Ketiga, tindakan tersebut berpotensi melemahkan fondasi tatanan internasional pascaperang. Pernyataan dan langkah yang mengikis legitimasi dokumen penting seperti Deklarasi Kairo dan Proklamasi Potsdam pada dasarnya menggoyahkan landasan hukum dan moral yang menjaga perdamaian global.
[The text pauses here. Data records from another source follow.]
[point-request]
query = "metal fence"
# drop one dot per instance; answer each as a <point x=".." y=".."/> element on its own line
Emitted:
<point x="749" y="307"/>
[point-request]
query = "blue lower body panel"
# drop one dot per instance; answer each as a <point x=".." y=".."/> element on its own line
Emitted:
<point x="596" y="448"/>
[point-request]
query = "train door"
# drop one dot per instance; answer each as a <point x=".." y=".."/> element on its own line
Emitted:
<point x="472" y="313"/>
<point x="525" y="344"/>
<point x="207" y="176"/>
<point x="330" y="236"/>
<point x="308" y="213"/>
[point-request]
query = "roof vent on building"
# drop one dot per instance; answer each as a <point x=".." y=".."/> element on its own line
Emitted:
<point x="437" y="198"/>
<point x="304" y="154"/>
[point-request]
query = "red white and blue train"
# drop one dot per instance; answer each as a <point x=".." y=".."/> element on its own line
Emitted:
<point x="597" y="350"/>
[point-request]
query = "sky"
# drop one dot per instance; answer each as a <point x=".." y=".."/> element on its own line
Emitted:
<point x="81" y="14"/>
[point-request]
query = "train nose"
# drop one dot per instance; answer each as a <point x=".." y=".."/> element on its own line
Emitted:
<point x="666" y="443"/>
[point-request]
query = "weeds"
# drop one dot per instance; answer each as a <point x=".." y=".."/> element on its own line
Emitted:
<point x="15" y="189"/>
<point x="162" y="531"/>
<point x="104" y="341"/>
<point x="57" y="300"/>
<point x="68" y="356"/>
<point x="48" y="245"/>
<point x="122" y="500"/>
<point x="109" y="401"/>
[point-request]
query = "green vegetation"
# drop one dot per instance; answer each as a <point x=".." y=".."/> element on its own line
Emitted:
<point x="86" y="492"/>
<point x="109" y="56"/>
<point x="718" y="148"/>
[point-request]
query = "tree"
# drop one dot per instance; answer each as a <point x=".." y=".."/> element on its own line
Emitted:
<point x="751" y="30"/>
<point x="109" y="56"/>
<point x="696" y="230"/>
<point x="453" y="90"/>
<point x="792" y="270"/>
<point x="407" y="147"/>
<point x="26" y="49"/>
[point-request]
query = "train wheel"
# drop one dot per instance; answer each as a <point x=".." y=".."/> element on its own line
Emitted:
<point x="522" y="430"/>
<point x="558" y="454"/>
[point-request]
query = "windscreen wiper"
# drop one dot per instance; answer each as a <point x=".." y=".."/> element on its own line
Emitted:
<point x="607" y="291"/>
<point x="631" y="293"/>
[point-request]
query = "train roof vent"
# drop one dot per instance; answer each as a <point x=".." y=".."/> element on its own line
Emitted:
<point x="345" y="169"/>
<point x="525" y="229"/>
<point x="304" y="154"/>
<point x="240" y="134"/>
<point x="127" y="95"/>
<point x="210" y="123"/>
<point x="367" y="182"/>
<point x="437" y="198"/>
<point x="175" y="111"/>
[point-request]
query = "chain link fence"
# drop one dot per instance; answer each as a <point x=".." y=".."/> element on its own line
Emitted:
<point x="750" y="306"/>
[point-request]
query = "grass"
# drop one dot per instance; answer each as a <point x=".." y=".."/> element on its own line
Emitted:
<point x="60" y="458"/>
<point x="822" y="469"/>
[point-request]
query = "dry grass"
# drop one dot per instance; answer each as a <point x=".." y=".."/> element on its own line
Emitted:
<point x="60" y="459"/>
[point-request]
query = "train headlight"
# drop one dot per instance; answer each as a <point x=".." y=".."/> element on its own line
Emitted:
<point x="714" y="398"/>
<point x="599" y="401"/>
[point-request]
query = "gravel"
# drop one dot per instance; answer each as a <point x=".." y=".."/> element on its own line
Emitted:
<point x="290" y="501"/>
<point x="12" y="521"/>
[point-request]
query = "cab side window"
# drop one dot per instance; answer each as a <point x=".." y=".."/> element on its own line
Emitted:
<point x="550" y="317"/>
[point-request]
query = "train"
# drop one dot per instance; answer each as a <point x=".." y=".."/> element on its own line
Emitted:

Pada akhirnya, apa pun cara yang ditempuh kabinet Takaichi untuk mendorong agenda politiknya, terdapat satu kenyataan yang tidak dapat dibantah: kelompok sayap kanan Jepang tengah keliru dalam membaca situasi internasional. Alih-alih menghadapi sejarah dan melakukan refleksi, mereka memilih mengobarkan konfrontasi antarnegara, berupaya melonggarkan batasan tatanan internasional pascaperang, dan membuka ruang bagi kebangkitan ideologi militeristik. Kebenaran sejarah tidak dapat dihapus; agresi Jepang pada Perang Dunia II telah didokumentasikan secara luas melalui arsip resmi dan kesaksian korban. Upaya untuk mengaburkan atau menolak sejarah hanya akan membuat motivasi sebenarnya semakin terlihat. Semakin Jepang mencoba melemahkan tanggung jawab sejarahnya, semakin jelas pula identitasnya sebagai pelaku agresi pada masa lalu—dan semakin besar risiko Jepang dipersepsikan sebagai potensi pengganggu perdamaian di Asia Timur.

Bagi kabinet Takaichi, pilihan paling rasional saat ini ialah menghadapi fakta sejarah, melakukan evaluasi mendalam atas kebijakan yang bermasalah, menarik kembali pernyataan yang tidak tepat, serta menghentikan langkah-langkah yang berpotensi membawa Jepang ke arah yang salah. Sejarah telah dan akan terus membuktikan bahwa hanya dengan menghormati kebenaran sejarah, memikul tanggung jawab atas perang, serta mengedepankan prinsip pembangunan damai melalui dialog setara dan kerja sama substantif dengan negara-negara tetangga, Jepang dapat membangun lingkungan eksternal yang kondusif bagi pembangunan jangka panjangnya sekaligus memberikan kontribusi positif bagi perdamaian dan stabilitas kawasan.

Masyarakat internasional pun perlu tetap waspada, mendorong Jepang menjaga prinsip keadilan sejarah dan mematuhi norma dasar tatanan internasional pascaperang, agar kesalahan arah kebijakan tidak membawa risiko lebih besar bagi perdamaian regional maupun global.